Colony size measurements derived from screens using ordered mutant arrays are susceptible to systematic variation caused by several experimental factors. These factors include subtle differences in growth conditions, such as duration of incubation, from one array plate to the next, as well as factors that influence local nutrient availability and affect growth of different subsets of colonies on the same plate. These include location of the colony on the plate, gradients in growth medium volume caused by uneven preparation surfaces and neighboring mutant-strain fitness. Thus, to accurately quantify colony fitness, all of these factors, as well as specific batch effects, must be corrected. The normalization step implements the previously established methods (13) that are applicable for small-scale screens for this purpose. Below, we summarize them for completeness and highlight the differences to standard SGA screening analyses.

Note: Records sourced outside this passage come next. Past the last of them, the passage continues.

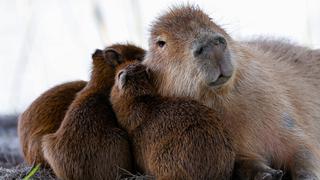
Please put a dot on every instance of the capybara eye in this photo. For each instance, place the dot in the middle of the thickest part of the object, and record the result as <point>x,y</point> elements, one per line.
<point>161,43</point>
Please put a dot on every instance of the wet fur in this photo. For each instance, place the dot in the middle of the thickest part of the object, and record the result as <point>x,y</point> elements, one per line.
<point>274,84</point>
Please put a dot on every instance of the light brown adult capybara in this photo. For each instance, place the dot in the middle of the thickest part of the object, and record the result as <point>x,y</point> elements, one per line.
<point>172,138</point>
<point>46,113</point>
<point>268,97</point>
<point>89,144</point>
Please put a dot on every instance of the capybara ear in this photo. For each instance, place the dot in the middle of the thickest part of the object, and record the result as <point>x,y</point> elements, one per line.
<point>97,54</point>
<point>112,56</point>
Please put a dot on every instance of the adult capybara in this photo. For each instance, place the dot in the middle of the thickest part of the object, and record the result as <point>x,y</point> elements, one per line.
<point>88,143</point>
<point>268,97</point>
<point>46,113</point>
<point>172,138</point>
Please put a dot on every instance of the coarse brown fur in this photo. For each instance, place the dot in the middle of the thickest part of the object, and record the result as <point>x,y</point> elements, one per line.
<point>46,113</point>
<point>172,138</point>
<point>271,101</point>
<point>89,144</point>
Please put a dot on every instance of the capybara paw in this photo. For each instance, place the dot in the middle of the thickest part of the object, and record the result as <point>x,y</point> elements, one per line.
<point>269,175</point>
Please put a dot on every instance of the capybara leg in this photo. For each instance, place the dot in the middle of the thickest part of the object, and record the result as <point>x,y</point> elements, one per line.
<point>305,165</point>
<point>256,170</point>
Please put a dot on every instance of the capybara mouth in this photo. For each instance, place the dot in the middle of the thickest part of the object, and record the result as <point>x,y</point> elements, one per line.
<point>221,80</point>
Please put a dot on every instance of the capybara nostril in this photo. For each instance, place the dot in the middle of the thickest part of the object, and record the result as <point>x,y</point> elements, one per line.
<point>209,45</point>
<point>220,41</point>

SGAtools corrects for three major sources of bias (Figure 1b). First, all plates are normalized to have the same median colony size. This assumes that most colonies have wild-type fitness (i.e. effects of the applied perturbation are rare) and removes any inconsistencies between plates that can be due to variable image size, timing of imaging, plate thickness and so forth. Second, colonies in each row and column are rescaled to have directly comparable size, as described in (13). This normalization is especially important for colonies toward the edge of the plate, which have more access to nutrients compared with the central ones, enabling them to grow to a larger size. Finally, the spatial correction accounts for correlations in colony sizes in a region of the plate. This effect is due to variable plate thickness and can be corrected by spatial smoothing of the colony sizes [see (13)]. Competition effect, another source of bias that can be accurately accounted for in large-scale screens (13), is implemented as a filter only (see later in the text).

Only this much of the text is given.